I was exploring IPFS-DHT implementation using the go-libp2p and go-libp2p-kad-dht libraries. As per the documentation (dht - GoDoc), GetClosestPeers is a kademlia Node lookup operation which gives K(=20) closest peers to the key (https://docs.ipfs.io/concepts/dht/#lookup-algorithm), and to measure the closeness, it takes XOR of hash(peerID) and hash(key).

I fed keys from “0” to “1000” to the GetClosestPeers API in a network of 50 peers, and observed that the K(=20) closest peers were not coming out to be uniformly distributed from the network, but is skewed **[A]**. I was expecting it to be nearly uniformly distributed on average. To verify my understanding, I tried manually taking XOR of hash of some dummy peers’ IDs and hash of keys ranging from “0” to “1000” to take out K(=20) closest peers for each key, and observed a similar skewness **[B]**.

Below is the result for my experiments:

**[A]**: Distribution of peers after running GetClosestPeers() on kad-dht for 1000 keys in a network of 50 peers.

[How to infer] The result is pair of {NodeID, percentage occurrences of this node out of 1000 KClosestPeer calls}

Total peers involved in this experiment 49

(Mentioned top 2 and bottom 2)

QmWJKJMGaw2474QQizyERjspkTjd8amtUMgpjBdx6bbtkc , 47.4 %

QmXcpUgJ1mNfQ9SJkiLNGMsBHzXdwFAYbPaAxnEPYz2WeA , 47.1 %

…

…

…

QmWATi2voJbFW2QhJ1cjVgBCezEif5sTJVuk9oLJi8m2sU , 26.499998 %

QmTALJQqCS6nLMDyWREdBzUYMnKSHnS38imG9dAfeeLJfo , 25.9 %

Mean : 40.81632618

Median: 42.899998

SD : 6.502569226

Min : 25.9 %

Max : 47.4 %

Ideally I expect each node to appear in ~40.8% of the GetClosestPeers() calls considering the network size of 50 Peers

**[B]**: Distribution of peer IDs after manually taking XOR of hash of 1000 keys with hash of 50 peer IDs.

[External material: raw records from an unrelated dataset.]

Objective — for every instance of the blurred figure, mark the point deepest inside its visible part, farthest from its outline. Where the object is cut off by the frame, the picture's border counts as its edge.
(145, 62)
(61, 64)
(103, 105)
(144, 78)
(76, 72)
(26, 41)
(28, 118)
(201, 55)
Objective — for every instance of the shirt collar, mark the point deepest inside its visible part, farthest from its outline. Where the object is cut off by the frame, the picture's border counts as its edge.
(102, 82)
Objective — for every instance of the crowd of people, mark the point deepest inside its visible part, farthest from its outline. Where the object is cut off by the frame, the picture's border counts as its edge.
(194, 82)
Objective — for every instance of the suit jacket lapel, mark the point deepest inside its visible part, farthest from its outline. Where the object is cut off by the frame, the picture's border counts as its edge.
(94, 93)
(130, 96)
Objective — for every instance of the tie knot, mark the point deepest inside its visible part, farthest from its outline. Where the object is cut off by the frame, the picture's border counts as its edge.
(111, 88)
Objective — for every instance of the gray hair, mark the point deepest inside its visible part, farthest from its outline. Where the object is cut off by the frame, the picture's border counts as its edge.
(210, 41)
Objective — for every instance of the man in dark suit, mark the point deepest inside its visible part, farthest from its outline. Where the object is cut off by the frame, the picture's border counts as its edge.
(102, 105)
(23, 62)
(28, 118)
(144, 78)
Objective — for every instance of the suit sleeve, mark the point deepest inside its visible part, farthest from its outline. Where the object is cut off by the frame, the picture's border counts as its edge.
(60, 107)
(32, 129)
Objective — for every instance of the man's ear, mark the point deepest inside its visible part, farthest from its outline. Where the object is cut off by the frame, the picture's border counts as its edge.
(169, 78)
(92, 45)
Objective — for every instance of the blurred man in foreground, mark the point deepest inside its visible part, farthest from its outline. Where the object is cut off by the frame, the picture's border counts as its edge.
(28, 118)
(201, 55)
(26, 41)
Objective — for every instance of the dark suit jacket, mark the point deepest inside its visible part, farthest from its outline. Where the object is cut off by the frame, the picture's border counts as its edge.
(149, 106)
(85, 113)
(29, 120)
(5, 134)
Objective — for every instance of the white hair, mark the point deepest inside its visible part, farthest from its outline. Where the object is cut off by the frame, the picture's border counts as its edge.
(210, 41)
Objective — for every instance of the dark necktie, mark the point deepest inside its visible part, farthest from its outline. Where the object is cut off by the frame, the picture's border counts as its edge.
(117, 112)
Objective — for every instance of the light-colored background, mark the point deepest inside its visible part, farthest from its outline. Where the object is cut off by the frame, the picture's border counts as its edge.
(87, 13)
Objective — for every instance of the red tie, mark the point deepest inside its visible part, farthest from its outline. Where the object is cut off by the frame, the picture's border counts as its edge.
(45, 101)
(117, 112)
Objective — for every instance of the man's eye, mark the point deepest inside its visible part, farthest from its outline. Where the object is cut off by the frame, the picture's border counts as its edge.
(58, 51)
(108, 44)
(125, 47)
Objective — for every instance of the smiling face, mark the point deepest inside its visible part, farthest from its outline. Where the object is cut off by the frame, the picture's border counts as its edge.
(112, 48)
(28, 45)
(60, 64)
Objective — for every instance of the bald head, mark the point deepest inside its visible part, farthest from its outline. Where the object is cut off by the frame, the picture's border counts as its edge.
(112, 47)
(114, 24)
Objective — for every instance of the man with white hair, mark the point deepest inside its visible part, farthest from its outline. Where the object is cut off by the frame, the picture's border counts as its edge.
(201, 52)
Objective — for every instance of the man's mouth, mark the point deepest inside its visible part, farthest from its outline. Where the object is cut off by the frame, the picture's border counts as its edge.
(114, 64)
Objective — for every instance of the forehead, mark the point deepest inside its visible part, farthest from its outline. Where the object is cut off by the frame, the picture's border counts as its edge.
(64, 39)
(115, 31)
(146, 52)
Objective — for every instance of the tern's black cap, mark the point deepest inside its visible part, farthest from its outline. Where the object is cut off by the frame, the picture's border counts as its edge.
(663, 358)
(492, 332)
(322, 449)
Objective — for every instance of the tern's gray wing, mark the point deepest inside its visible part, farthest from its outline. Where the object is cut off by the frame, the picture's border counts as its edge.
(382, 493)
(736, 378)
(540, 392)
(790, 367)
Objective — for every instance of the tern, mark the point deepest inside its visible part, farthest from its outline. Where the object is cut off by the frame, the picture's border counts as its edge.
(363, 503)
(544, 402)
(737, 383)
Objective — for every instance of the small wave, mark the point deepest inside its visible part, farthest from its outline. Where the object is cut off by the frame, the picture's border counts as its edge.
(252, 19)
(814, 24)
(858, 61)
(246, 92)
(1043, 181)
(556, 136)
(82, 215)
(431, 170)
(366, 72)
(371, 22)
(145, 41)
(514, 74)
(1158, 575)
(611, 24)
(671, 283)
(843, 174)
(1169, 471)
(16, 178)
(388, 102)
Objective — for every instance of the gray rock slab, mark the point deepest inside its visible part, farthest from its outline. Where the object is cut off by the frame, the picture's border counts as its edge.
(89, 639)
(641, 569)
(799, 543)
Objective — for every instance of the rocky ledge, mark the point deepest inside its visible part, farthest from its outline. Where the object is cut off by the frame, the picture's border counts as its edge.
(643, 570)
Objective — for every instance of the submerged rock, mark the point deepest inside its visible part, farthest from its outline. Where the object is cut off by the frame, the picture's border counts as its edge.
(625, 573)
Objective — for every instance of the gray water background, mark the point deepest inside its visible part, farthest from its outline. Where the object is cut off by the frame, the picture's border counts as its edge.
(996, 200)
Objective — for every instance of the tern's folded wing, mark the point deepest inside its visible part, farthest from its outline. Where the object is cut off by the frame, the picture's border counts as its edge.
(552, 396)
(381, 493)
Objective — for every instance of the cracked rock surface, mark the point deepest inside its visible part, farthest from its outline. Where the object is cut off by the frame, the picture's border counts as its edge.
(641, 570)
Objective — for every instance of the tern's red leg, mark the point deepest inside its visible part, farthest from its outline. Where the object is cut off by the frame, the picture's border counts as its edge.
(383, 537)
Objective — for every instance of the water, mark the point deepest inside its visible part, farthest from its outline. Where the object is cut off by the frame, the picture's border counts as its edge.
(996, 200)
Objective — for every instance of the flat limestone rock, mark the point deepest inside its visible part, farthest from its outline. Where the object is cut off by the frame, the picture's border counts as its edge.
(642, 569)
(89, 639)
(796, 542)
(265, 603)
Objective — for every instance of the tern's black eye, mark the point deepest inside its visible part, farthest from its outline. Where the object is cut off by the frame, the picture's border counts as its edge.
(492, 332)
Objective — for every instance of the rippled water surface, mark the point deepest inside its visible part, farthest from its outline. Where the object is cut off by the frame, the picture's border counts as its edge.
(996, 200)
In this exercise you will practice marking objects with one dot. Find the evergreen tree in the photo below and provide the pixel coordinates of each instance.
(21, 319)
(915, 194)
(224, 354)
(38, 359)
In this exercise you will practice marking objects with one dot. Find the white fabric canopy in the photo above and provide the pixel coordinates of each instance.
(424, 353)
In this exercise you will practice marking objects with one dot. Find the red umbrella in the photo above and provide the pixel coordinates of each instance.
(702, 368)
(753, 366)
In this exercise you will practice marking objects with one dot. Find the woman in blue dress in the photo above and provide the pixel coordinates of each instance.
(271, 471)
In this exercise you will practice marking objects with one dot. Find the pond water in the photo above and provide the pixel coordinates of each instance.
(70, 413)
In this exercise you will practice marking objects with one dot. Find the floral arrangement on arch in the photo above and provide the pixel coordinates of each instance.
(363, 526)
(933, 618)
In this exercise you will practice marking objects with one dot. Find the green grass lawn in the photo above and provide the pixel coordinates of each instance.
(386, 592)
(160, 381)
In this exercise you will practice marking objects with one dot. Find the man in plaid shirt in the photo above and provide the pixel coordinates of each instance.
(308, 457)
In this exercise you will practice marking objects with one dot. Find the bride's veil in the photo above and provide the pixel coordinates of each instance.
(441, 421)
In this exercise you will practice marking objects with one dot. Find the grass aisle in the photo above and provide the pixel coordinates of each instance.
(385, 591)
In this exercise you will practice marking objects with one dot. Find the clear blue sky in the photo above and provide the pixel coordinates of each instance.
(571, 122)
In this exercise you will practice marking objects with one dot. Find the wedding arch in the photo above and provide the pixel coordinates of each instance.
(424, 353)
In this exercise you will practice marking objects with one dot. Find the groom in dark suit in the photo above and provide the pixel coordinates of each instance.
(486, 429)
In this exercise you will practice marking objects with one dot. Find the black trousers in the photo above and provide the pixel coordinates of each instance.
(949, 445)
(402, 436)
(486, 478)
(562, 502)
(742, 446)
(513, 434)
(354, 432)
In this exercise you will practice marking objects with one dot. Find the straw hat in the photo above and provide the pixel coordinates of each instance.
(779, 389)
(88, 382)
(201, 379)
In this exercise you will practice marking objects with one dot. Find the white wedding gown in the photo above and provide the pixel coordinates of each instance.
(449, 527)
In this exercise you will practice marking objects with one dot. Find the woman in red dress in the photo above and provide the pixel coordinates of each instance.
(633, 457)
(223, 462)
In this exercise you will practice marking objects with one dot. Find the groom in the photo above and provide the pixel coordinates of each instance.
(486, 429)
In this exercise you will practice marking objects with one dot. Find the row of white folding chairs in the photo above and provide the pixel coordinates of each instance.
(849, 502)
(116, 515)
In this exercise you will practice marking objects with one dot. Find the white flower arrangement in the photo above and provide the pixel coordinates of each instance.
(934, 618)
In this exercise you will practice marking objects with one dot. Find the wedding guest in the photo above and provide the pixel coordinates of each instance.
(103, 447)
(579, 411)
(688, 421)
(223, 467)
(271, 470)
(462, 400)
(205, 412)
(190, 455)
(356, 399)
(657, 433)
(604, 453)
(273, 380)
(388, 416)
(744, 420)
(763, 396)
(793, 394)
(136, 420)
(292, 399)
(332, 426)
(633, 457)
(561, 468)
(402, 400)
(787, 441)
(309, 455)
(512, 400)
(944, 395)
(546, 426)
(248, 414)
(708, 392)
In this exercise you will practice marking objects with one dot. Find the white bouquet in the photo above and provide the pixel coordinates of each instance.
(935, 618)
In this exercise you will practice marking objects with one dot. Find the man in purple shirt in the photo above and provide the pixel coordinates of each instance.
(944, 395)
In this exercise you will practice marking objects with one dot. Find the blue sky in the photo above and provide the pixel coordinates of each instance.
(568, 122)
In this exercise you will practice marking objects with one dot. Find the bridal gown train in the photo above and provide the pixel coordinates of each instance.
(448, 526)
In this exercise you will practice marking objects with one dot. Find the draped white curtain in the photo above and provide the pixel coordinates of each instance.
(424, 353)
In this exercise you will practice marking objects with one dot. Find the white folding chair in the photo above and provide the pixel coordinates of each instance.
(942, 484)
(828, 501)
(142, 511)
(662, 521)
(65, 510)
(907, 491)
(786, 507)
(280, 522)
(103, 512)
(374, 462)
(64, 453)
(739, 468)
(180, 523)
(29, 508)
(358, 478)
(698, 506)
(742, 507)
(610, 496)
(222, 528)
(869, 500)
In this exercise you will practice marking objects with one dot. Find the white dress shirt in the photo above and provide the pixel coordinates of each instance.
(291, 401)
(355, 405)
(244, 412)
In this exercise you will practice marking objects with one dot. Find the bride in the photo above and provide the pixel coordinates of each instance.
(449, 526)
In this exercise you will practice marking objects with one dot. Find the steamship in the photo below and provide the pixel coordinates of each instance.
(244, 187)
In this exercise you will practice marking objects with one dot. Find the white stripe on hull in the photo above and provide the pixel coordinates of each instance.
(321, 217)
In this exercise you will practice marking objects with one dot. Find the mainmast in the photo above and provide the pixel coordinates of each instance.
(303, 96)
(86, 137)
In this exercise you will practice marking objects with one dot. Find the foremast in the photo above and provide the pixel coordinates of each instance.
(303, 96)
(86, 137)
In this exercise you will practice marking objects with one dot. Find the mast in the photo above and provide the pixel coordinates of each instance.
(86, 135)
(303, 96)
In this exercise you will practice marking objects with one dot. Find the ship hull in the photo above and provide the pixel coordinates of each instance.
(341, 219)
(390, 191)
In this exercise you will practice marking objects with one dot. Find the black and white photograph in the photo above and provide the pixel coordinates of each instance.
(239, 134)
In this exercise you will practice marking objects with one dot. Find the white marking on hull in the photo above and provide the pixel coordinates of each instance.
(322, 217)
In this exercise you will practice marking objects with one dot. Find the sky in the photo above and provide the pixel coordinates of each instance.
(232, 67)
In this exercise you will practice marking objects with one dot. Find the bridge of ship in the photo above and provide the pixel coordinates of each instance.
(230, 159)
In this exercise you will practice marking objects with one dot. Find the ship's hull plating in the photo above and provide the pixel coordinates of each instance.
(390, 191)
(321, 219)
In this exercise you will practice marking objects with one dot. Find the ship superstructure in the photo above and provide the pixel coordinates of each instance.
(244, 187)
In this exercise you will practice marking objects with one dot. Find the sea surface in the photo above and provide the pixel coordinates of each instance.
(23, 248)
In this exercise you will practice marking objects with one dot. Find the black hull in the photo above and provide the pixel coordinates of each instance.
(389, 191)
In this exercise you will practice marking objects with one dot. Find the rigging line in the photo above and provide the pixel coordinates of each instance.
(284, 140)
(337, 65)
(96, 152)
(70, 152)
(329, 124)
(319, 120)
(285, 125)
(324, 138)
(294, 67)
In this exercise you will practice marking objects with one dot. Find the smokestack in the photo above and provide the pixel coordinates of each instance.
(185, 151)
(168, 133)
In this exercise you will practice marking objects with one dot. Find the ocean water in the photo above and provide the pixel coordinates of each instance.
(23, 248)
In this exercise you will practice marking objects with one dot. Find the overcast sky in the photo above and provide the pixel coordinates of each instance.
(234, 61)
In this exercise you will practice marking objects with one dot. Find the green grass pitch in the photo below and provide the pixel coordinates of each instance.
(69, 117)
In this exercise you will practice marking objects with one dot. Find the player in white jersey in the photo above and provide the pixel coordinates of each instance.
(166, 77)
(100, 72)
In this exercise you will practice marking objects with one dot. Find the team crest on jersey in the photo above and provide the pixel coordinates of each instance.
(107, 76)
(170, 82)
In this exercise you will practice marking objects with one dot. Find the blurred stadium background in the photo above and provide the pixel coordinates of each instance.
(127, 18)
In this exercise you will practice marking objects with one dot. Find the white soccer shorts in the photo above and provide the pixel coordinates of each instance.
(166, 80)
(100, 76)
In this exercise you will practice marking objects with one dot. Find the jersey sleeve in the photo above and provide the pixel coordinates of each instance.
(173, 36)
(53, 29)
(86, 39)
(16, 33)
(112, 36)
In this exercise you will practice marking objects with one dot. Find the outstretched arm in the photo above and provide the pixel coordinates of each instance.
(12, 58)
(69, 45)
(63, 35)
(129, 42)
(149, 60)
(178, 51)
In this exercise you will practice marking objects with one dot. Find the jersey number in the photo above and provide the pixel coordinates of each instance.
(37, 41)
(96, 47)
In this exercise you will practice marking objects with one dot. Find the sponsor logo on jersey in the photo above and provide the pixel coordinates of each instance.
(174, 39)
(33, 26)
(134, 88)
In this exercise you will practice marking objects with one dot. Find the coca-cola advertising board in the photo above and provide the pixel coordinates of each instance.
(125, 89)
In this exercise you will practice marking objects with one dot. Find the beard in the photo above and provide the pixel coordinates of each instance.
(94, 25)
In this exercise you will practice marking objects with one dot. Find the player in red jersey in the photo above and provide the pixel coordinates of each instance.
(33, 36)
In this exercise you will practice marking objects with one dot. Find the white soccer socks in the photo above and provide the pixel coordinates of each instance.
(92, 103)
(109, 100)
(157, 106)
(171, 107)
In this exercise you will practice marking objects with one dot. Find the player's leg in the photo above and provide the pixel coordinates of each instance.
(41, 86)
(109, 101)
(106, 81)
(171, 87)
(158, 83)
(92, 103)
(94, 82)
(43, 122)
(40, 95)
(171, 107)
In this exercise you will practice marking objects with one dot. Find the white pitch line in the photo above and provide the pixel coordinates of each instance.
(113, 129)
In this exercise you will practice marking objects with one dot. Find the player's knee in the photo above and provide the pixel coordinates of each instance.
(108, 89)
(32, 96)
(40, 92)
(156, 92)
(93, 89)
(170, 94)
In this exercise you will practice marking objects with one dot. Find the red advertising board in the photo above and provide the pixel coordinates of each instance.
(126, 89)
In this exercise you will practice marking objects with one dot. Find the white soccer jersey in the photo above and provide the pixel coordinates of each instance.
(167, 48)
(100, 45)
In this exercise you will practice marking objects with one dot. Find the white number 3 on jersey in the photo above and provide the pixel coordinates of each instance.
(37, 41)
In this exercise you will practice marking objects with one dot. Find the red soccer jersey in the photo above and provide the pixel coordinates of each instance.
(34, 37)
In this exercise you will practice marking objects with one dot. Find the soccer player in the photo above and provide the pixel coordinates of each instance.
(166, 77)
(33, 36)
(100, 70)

[How to infer] Result is pair {NodeID, percentage occurrences of this node among K closest peers}

Mean : 40.0%

Median: 43.4%

SD : 10.412012293500234%

Min : 14.2 %

Max : 50.2 %

I wanted to know if this behaviour is expected, or is there something wrong in my understanding of how GetClosestPeers node lookup works

Thanks